Israël et le Liban conviennent de renouveler le cessez-le-feu
Israël et le Liban ont convenu mercredi de "la mise en oeuvre d'un cessez-le-feu" et de la création de "zones pilotes" sous contrôle de l'armée libanaise, selon une déclaration commune publiée à l'issue de deux jours de pourparlers à Washington.
Cela intervient alors que des frappes israéliennes ont fait mercredi neuf morts au Liban, où le Hezbollah pro-iranien a revendiqué des tirs contre Israël, qui a menacé de frapper la banlieue sud de Beyrouth en cas d'attaque contre son territoire.
"A l'issue des négociations menées sous l'égide des Etats-Unis, Israël et le Liban ont convenu de la mise en œuvre d'un cessez-le-feu", peut-on lire dans cette déclaration entre les trois parties aux négociations.

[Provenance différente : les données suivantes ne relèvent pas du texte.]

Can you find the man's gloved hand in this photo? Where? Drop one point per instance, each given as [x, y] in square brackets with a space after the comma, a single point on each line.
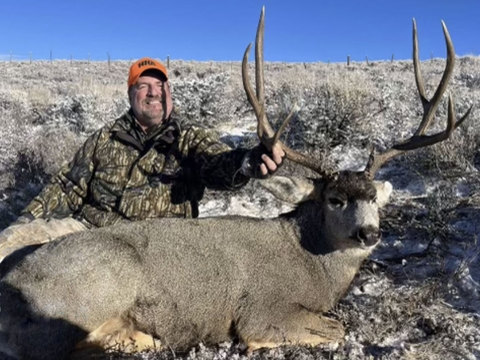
[260, 163]
[25, 218]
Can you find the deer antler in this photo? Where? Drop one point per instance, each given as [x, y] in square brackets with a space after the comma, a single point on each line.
[419, 139]
[268, 137]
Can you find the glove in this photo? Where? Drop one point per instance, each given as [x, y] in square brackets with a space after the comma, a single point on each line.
[252, 161]
[25, 218]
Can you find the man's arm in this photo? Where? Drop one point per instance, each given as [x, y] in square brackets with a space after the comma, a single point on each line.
[66, 191]
[222, 168]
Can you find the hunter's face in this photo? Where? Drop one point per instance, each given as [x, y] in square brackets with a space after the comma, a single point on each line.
[147, 99]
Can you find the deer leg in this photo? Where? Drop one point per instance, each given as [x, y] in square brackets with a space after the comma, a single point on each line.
[118, 333]
[298, 328]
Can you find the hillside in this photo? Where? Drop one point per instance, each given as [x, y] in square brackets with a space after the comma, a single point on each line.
[419, 295]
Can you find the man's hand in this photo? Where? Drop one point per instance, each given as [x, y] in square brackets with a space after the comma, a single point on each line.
[259, 162]
[271, 164]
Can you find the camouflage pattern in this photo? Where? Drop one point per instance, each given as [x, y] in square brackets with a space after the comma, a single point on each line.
[122, 173]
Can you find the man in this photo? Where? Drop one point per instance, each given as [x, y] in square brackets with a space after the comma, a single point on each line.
[142, 165]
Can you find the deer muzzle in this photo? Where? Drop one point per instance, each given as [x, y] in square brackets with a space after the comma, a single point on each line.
[367, 235]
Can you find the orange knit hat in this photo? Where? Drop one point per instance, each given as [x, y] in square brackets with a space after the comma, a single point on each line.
[144, 64]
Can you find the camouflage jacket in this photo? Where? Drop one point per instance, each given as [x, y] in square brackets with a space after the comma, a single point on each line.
[122, 173]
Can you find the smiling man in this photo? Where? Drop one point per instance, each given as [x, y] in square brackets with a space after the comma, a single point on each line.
[143, 165]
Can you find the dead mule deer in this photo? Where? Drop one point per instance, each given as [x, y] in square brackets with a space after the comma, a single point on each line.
[176, 282]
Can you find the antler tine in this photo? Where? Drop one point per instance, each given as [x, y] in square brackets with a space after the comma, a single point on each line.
[429, 107]
[419, 139]
[266, 134]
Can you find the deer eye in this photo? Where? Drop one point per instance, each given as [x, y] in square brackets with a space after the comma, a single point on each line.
[336, 202]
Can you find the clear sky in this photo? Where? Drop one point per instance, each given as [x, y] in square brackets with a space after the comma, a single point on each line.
[219, 30]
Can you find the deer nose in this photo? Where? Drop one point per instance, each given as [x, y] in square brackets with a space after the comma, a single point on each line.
[368, 235]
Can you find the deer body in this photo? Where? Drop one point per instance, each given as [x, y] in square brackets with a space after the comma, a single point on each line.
[181, 281]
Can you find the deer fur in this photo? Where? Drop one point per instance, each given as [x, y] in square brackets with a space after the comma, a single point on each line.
[177, 282]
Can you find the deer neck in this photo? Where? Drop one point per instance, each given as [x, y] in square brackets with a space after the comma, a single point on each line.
[336, 267]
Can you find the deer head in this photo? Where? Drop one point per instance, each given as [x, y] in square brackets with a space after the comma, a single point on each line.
[348, 201]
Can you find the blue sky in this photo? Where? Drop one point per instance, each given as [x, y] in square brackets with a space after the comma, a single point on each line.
[219, 30]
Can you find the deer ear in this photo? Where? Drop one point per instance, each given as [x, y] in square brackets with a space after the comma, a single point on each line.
[289, 189]
[384, 190]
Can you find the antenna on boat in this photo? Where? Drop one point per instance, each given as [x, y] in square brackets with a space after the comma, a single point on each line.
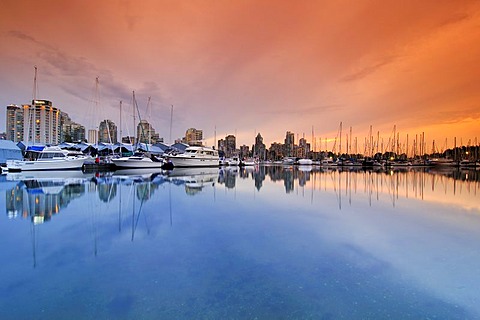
[121, 133]
[171, 120]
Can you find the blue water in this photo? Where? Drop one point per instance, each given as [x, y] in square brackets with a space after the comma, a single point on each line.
[261, 243]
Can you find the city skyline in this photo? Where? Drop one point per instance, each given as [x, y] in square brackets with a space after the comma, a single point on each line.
[244, 67]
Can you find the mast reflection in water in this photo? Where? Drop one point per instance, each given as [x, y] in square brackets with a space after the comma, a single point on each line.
[253, 242]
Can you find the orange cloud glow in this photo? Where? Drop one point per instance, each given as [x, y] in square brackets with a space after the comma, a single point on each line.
[253, 66]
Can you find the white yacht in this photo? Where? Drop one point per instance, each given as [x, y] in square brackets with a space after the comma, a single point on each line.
[138, 161]
[305, 162]
[47, 158]
[195, 157]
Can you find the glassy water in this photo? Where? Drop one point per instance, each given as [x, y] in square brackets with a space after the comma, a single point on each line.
[254, 243]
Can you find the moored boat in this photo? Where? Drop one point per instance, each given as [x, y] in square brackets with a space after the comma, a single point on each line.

Il sera subordonné "à l'arrêt complet des tirs du Hezbollah" et à "l'évacuation" de tous les membres du mouvement libanais du secteur situé au sud du fleuve Litani, à une trentaine de kilomètres de la frontière avec Israël, a-t-on ajouté.
Les parties ont aussi "convenu de faire avancer rapidement la mise en place de zones pilotes dans lesquelles les Forces armées libanaises exerceront un contrôle exclusif sur le territoire, à l'exclusion de tous les acteurs non étatiques", une référence au Hezbollah, selon la même source.
Ces mesures doivent permettre de "progresser vers un accord global de paix et de sécurité".
"Tous les pays ont réaffirmé que l'avenir des relations entre Israël et le Liban devait être décidé par les deux gouvernements souverains. Ils ont rejeté toute tentative, de la part d'un État ou d'un acteur non étatique, de prendre en otage l'avenir du Liban", ajoute la déclaration dans une référence explicite à l'Iran, accusé de soutenir le Hezbollah pro-iranien et de vouloir lier les deux négociations.
Plus tôt, le président américain Donald Trump avait insisté pour "séparer" les discussions sur le Liban de celles sur l'Iran, alors que Téhéran considère qu'il s'agit d'un seul et même sujet.
Israël et le Liban ont également convenu de participer à une nouvelle session de pourparlers la semaine du 22 juin en vue d'un "accord global", ajoute la déclaration.
- Cessez-le-feu bafoué -
Des délégations israéliennes et libanaises se sont réunies à Washington mardi et mercredi, pour la quatrième fois, les premières négociations directes entre les deux pays, qui n'entretiennent pas de relations diplomatiques.
Un cessez-le-feu est censé être en vigueur entre Israël et le Hezbollah depuis le 17 avril mais il a été largement bafoué.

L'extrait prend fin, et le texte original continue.